The Missouri-based company has assured Illinois Attorney General Lisa Madigan that it can pay for cleanup at the three mines still operating in the state: Gateway near Coulterville, Wildcat Hills in Saline County, and Cottage Grove in Gallatin and Saline Counties. Peabody responded to a request for an interview by referring onEarth to press releases; a company spokesperson told Reuters that it sees “land restoration as an essential part of the mining process” and that it takes “great pride“ in its work. But to make sure Peabody’s not relieved of its reclamation duties, Learner and his colleagues are fighting to hold the company accountable in bankruptcy court.
Peabody’s cleanup bill in the Illinois Basin alone would come to $92 million, but it also operates mines in Australia, Arizona, Colorado, New Mexico, and Wyoming, where the North Antelope Rochelle mine—the largest in the country—stretches across 100 square miles. Five companies that are collectively responsible for more than 40 percent of the nation’s coal mining capacity are now in bankruptcy court. But what’s happened with Peabody, specifically, may change the way states look at how they get and keep money for reclamation.

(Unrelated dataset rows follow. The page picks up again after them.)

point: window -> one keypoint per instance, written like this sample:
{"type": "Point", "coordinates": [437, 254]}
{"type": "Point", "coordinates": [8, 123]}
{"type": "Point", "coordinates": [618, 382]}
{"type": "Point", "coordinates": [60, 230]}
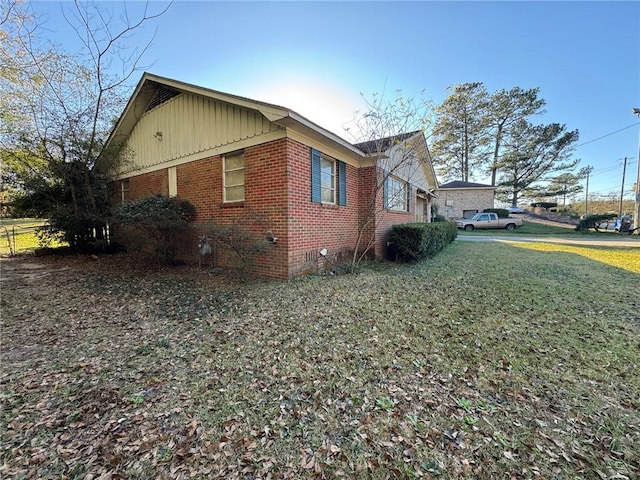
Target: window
{"type": "Point", "coordinates": [233, 166]}
{"type": "Point", "coordinates": [396, 194]}
{"type": "Point", "coordinates": [124, 190]}
{"type": "Point", "coordinates": [328, 179]}
{"type": "Point", "coordinates": [172, 173]}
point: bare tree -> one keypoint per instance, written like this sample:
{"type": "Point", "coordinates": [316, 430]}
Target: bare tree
{"type": "Point", "coordinates": [59, 108]}
{"type": "Point", "coordinates": [391, 133]}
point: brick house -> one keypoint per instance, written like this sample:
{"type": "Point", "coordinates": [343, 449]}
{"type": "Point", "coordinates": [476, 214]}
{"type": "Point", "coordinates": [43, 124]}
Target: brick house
{"type": "Point", "coordinates": [463, 199]}
{"type": "Point", "coordinates": [230, 156]}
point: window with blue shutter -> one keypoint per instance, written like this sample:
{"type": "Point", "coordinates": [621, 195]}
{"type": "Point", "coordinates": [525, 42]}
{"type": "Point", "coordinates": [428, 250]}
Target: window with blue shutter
{"type": "Point", "coordinates": [316, 185]}
{"type": "Point", "coordinates": [342, 184]}
{"type": "Point", "coordinates": [328, 179]}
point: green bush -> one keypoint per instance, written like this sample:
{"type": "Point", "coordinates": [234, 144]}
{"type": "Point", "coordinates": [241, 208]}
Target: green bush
{"type": "Point", "coordinates": [157, 223]}
{"type": "Point", "coordinates": [594, 221]}
{"type": "Point", "coordinates": [409, 242]}
{"type": "Point", "coordinates": [502, 212]}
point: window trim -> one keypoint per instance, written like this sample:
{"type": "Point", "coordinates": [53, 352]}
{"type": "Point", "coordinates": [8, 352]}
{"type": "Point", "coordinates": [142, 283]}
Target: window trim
{"type": "Point", "coordinates": [332, 188]}
{"type": "Point", "coordinates": [125, 193]}
{"type": "Point", "coordinates": [339, 179]}
{"type": "Point", "coordinates": [225, 186]}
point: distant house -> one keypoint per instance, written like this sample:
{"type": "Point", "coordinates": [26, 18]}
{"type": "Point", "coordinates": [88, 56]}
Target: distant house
{"type": "Point", "coordinates": [231, 156]}
{"type": "Point", "coordinates": [464, 199]}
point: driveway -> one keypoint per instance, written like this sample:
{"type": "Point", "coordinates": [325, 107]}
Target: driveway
{"type": "Point", "coordinates": [615, 241]}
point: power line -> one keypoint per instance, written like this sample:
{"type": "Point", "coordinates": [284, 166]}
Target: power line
{"type": "Point", "coordinates": [608, 135]}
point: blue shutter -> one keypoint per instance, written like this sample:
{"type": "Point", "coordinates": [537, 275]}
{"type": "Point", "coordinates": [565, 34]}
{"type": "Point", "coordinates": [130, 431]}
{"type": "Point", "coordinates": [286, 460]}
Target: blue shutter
{"type": "Point", "coordinates": [342, 183]}
{"type": "Point", "coordinates": [316, 185]}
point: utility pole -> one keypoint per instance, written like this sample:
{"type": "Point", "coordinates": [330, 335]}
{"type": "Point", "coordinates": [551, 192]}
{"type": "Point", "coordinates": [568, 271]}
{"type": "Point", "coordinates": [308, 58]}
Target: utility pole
{"type": "Point", "coordinates": [586, 171]}
{"type": "Point", "coordinates": [624, 172]}
{"type": "Point", "coordinates": [636, 215]}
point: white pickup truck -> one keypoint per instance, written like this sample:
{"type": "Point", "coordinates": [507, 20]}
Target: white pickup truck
{"type": "Point", "coordinates": [488, 220]}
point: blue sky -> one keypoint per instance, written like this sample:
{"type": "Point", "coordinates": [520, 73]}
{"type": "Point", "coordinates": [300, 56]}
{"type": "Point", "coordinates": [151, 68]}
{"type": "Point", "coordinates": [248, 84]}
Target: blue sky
{"type": "Point", "coordinates": [318, 57]}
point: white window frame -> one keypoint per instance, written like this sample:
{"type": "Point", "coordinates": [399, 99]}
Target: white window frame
{"type": "Point", "coordinates": [225, 171]}
{"type": "Point", "coordinates": [124, 190]}
{"type": "Point", "coordinates": [397, 194]}
{"type": "Point", "coordinates": [328, 187]}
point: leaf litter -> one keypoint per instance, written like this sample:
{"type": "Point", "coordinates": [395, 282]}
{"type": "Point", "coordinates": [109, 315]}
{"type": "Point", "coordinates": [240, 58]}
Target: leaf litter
{"type": "Point", "coordinates": [444, 369]}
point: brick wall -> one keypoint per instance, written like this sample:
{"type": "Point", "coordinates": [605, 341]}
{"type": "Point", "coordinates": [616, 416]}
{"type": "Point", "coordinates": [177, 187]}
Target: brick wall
{"type": "Point", "coordinates": [314, 226]}
{"type": "Point", "coordinates": [463, 199]}
{"type": "Point", "coordinates": [278, 199]}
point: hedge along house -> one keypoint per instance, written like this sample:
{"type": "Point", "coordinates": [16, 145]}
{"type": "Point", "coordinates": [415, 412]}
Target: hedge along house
{"type": "Point", "coordinates": [237, 159]}
{"type": "Point", "coordinates": [464, 199]}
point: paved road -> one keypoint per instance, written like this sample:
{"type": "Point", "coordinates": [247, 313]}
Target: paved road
{"type": "Point", "coordinates": [617, 241]}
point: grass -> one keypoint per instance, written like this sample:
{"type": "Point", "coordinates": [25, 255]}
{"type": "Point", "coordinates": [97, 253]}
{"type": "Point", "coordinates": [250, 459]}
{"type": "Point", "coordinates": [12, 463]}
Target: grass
{"type": "Point", "coordinates": [18, 236]}
{"type": "Point", "coordinates": [491, 360]}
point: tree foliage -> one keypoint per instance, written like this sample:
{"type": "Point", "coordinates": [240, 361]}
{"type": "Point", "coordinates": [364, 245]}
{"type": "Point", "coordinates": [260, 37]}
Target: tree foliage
{"type": "Point", "coordinates": [58, 109]}
{"type": "Point", "coordinates": [158, 222]}
{"type": "Point", "coordinates": [535, 152]}
{"type": "Point", "coordinates": [507, 109]}
{"type": "Point", "coordinates": [391, 132]}
{"type": "Point", "coordinates": [461, 134]}
{"type": "Point", "coordinates": [564, 186]}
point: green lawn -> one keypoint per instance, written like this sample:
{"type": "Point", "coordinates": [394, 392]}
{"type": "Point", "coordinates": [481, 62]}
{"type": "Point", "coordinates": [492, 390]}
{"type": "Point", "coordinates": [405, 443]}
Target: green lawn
{"type": "Point", "coordinates": [18, 235]}
{"type": "Point", "coordinates": [488, 361]}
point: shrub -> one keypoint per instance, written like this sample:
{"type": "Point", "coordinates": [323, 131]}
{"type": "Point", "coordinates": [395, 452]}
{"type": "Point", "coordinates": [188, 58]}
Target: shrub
{"type": "Point", "coordinates": [157, 223]}
{"type": "Point", "coordinates": [246, 236]}
{"type": "Point", "coordinates": [594, 221]}
{"type": "Point", "coordinates": [410, 242]}
{"type": "Point", "coordinates": [502, 212]}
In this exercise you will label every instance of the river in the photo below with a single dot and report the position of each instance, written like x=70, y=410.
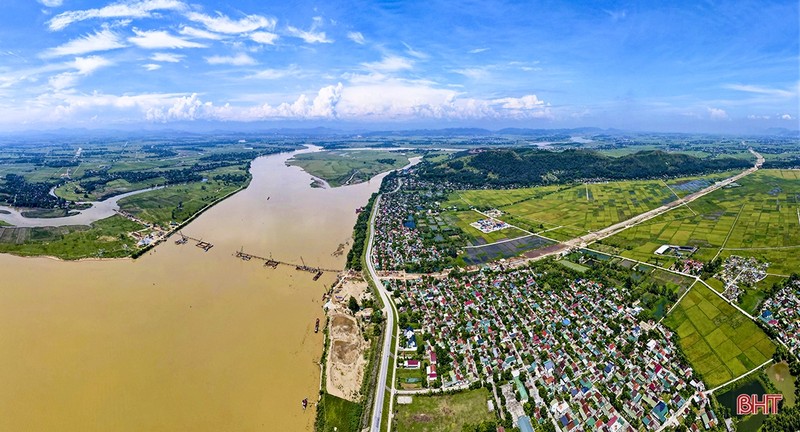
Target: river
x=98, y=210
x=180, y=339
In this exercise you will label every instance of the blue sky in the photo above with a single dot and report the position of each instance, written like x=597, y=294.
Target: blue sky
x=726, y=66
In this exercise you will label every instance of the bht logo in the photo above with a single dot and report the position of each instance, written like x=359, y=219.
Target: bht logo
x=750, y=404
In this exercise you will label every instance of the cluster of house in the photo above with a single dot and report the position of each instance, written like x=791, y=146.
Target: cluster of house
x=489, y=225
x=396, y=240
x=690, y=266
x=740, y=271
x=782, y=312
x=576, y=349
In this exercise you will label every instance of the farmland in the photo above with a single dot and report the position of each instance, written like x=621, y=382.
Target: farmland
x=566, y=212
x=51, y=179
x=342, y=167
x=758, y=218
x=444, y=413
x=720, y=342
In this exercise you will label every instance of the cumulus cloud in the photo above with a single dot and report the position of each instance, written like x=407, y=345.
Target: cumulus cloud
x=237, y=60
x=224, y=24
x=311, y=35
x=264, y=38
x=374, y=99
x=157, y=39
x=390, y=63
x=271, y=74
x=167, y=57
x=474, y=73
x=87, y=65
x=199, y=34
x=127, y=9
x=356, y=37
x=51, y=3
x=717, y=114
x=528, y=102
x=103, y=40
x=82, y=66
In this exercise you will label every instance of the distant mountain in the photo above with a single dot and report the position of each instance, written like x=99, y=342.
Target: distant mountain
x=515, y=167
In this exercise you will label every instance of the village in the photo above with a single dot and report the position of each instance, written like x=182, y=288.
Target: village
x=574, y=351
x=782, y=313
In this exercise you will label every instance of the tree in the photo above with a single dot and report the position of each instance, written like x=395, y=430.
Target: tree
x=352, y=304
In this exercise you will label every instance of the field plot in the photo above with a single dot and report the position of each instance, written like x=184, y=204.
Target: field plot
x=178, y=203
x=447, y=413
x=720, y=342
x=463, y=219
x=568, y=212
x=757, y=218
x=340, y=167
x=506, y=249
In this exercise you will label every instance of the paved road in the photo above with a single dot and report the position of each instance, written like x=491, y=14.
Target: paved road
x=585, y=240
x=380, y=385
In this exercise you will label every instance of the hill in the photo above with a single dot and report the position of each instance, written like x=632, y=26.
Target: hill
x=521, y=167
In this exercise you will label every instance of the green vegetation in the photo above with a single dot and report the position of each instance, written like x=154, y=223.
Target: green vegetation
x=526, y=167
x=567, y=211
x=337, y=414
x=342, y=167
x=759, y=218
x=199, y=172
x=175, y=204
x=720, y=342
x=354, y=256
x=445, y=412
x=106, y=238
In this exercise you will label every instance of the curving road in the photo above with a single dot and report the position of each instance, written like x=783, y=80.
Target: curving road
x=388, y=308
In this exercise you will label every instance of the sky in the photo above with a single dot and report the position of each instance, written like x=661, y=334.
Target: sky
x=713, y=66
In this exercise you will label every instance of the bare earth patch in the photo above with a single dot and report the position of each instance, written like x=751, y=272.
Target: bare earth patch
x=346, y=363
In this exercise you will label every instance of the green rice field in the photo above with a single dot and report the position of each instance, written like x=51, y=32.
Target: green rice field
x=720, y=342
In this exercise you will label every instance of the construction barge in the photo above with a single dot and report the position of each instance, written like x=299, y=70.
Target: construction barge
x=206, y=246
x=270, y=262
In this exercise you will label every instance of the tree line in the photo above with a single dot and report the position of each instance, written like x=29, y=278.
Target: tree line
x=526, y=167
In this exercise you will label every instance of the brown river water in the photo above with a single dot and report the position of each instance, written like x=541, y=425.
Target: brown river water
x=180, y=339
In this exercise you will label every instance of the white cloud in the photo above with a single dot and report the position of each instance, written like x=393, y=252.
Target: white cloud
x=390, y=63
x=167, y=57
x=761, y=90
x=83, y=66
x=157, y=39
x=51, y=3
x=523, y=103
x=199, y=34
x=270, y=74
x=238, y=60
x=356, y=37
x=312, y=35
x=87, y=65
x=128, y=9
x=224, y=24
x=414, y=53
x=103, y=40
x=473, y=73
x=265, y=38
x=717, y=114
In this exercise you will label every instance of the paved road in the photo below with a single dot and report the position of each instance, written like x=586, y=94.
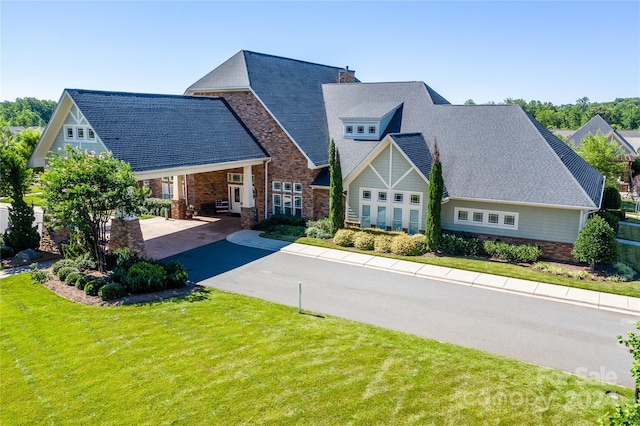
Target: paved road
x=571, y=338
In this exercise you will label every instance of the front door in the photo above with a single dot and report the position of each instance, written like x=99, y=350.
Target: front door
x=235, y=198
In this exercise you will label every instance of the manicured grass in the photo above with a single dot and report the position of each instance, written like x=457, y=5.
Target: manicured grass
x=626, y=232
x=219, y=358
x=631, y=288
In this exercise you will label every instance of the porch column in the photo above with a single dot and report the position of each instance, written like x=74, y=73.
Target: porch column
x=248, y=212
x=178, y=202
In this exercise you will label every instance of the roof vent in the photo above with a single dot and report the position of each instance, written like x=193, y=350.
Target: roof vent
x=347, y=76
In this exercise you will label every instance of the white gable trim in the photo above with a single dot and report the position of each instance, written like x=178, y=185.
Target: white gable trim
x=310, y=164
x=55, y=125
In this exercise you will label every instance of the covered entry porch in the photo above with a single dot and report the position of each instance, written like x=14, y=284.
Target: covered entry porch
x=228, y=188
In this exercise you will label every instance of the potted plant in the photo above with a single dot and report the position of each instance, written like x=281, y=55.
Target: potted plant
x=190, y=210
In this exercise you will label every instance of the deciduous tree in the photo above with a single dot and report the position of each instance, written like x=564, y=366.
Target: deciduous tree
x=83, y=190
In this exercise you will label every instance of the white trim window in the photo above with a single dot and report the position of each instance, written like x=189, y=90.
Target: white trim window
x=78, y=133
x=394, y=210
x=486, y=218
x=283, y=200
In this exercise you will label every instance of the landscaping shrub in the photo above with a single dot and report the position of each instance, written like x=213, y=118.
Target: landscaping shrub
x=66, y=270
x=85, y=262
x=119, y=275
x=82, y=282
x=364, y=241
x=176, y=274
x=289, y=230
x=464, y=244
x=38, y=276
x=6, y=251
x=62, y=263
x=146, y=277
x=93, y=287
x=611, y=219
x=318, y=233
x=523, y=253
x=112, y=291
x=344, y=237
x=280, y=219
x=156, y=206
x=596, y=243
x=319, y=229
x=611, y=199
x=382, y=243
x=72, y=278
x=625, y=272
x=404, y=245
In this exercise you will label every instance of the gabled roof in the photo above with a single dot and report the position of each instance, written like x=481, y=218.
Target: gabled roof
x=291, y=90
x=156, y=132
x=596, y=124
x=488, y=152
x=417, y=150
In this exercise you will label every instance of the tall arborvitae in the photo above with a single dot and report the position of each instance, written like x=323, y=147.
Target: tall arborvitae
x=433, y=231
x=336, y=207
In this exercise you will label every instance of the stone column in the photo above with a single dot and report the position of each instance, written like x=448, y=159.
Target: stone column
x=127, y=233
x=178, y=202
x=248, y=211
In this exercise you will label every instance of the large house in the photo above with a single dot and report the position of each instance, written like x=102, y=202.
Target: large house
x=253, y=135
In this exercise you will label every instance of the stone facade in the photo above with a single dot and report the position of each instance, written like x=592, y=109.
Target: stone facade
x=288, y=163
x=127, y=233
x=248, y=217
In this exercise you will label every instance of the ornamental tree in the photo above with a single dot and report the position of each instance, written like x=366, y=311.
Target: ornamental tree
x=602, y=155
x=83, y=190
x=596, y=243
x=336, y=207
x=433, y=230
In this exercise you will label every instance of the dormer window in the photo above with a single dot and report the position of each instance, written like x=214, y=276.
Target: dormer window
x=368, y=120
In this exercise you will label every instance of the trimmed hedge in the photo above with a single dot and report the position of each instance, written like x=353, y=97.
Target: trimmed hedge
x=405, y=245
x=382, y=243
x=364, y=241
x=513, y=253
x=344, y=237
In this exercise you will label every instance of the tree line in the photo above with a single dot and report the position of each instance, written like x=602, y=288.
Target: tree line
x=621, y=114
x=27, y=112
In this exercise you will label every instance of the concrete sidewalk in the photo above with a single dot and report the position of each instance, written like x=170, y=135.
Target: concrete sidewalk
x=576, y=296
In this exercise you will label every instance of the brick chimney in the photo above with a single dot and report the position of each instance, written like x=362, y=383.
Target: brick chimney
x=347, y=76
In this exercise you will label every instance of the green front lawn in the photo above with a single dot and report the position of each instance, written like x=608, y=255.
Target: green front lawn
x=219, y=358
x=631, y=288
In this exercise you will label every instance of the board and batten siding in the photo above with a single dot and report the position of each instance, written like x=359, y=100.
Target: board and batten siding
x=73, y=118
x=387, y=171
x=536, y=223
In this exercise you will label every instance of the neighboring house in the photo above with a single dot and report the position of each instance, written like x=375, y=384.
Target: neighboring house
x=629, y=151
x=506, y=176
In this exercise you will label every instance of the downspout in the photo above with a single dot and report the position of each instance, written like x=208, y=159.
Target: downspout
x=266, y=188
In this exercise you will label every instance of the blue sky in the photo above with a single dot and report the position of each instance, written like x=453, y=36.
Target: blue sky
x=556, y=51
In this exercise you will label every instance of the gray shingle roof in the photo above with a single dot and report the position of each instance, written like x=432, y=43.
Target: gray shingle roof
x=155, y=132
x=292, y=90
x=417, y=149
x=596, y=124
x=488, y=152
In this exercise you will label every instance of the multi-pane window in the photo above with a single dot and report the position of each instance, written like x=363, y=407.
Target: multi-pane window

Each state funds the costs of mine cleanup differently, and for its operations in many of them, Peabody was allowed to self-bond, something the company insisted on. This means that as Peabody went about its mining, it didn’t have to set money aside for later cleanup efforts, Learner says. To make a case for paying for reclamation down the road, Peabody pointed to its sizable finances and argued that demand for coal would increase indefinitely. It didn’t. The price of metallurgical coal (gobbled up by China for steel mills) fell from an all-time high of $200 per short ton in 2011 to $80 in 2015. The price of Illinois Basin coal took a hit, too, dropping from roughly $60 in 2008 to less than $40 in 2015. Falling prices of natural gas and renewables, coupled with stricter environmental regulations, made dirty coal an even less attractive fuel.
“At the time, when shares were $74 apiece, [self-bonding] didn’t seem like such a bad idea,” Learner says, but state agencies should have acted as coal’s stock price slipped. Now they are left with uncertainty around who’s responsible for what, including remediation efforts like removing structures, protecting water and soil from acid-mine drainage, and converting the land back to farmland or forest.
“We’d like to see self-bonding go away,” says Theo Spencer, a policy advocate for NRDC (which publishes onEarth). Peabody’s executives “saddled the company with millions of dollars of debt,” he says. “Bad management by rich executives shouldn’t land on the backs of the taxpayers who end up having to pay for the cleanup.”
If a bankruptcy judge rules that Peabody is off the hook, a decision that could come within the year, reclamation will likely be left to state agencies. Many states are experienced at cleaning up mines because the cleanup of abandoned sites fell to them before SMCRA took effect in 1977. In some places, like Ohio, a tax on coal mining helps fund reclamation. Still, state budgets go only so deep. A recent report by the Center for Investigative Reporting found that across the country as many as 500,000 abandoned mines await cleanup.
“I’ve seen lands that were not reclaimed, and they look like moonscapes. Barren, black, nothing there,” says Tracy Branam, a geologist at the Indiana Geological Survey who has studied mine reclamation for 25 years. “Once they reclaim them, you’ve got a lot of vegetation, you’ve got a lot of wildlife, and the quality of the streams is phenomenal.” But someone has to pay for it.